To add to the list of her thought-crimes Sussex points out that it is ludicrous for the ABA, an organisation dedicated to promoting the benefits of breastfeeding, to endorse an ideology that encourages mastectomy for gender dysphoric young women. In listing their transition regrets, many detransitioners dwell on the fact that they will never be able to breastfeed their children – even if they are fortunate enough to still be fertile after puberty blockers and hormones.

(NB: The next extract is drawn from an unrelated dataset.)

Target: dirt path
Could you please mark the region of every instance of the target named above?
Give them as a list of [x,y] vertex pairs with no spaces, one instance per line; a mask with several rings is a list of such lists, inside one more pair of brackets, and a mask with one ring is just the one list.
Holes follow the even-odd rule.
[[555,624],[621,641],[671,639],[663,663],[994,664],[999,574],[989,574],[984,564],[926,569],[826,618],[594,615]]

Sussex points out that more is at stake here than simply the interests of breastfeeding mothers and their babies, important as those are. More fundamentally, forced deference to gender ideology threatens all women’s rights to freedom of speech, freedom of association, and freedom of thought, conscience and belief. Sussex understands correctly that the end game of gender ideology is not “inclusion of a vulnerable minority” but the erasure of biological sex for everyone. She is right to point out that in all sorts of ways, when gender ideology takes precedence, women lose out.

Small wonder, perhaps, that the small faction in the ABA’s leadership that believes pushing gender ideology is their ticket to moral superiority cannot bear to be confronted with objections as cogent and inarguable as those offered by Sussex. Rather than confront the arguments, the ABA’s leadership is instead trying to silence female-centric perspectives by sacking the women who refuse to sweep biological facts under the rug.

So far, it isn’t working. Rather than being suppressed, Sussex is to be commended for her courage in continuing to speak to biological facts in her work with mothers and babies. This week, her story broke across multiple media outlets (see here, here, here and here). Having failed to shut her up by firing her, the gender ideology advocates in ABA’s leadership are now considering whether it might be possible to remove Sussex as a voting and financial member of the organisation altogether. There is a clause in the constitution that prohibits members engaging publicly in “sectarian controversy”.  

If she is to be accused of belonging to a sect, Sussex would like to know which one it is. Is it now “sectarian” to believe that women are female and that only women breastfeed? If so, this same heretical belief is shared by the vast majority of Australians (not to mention humanity across cultures and throughout history). These desperate efforts to muffle her only add weight to Sussex’s contention that this trouble is entirely explained as the work of a small ideologically-convinced contingent that have lost touch with reality. 

According to Sussex, the overwhelming majority of ABA members are sensible women. We can only hope that the ABA’s leadership finds the necessary fortitude to support them. Unless the ABA and its volunteers are free to recognise women’s unique physiology and reproductive functions, then the organisation will ultimately fail in its mission to serve the interests of women and babies.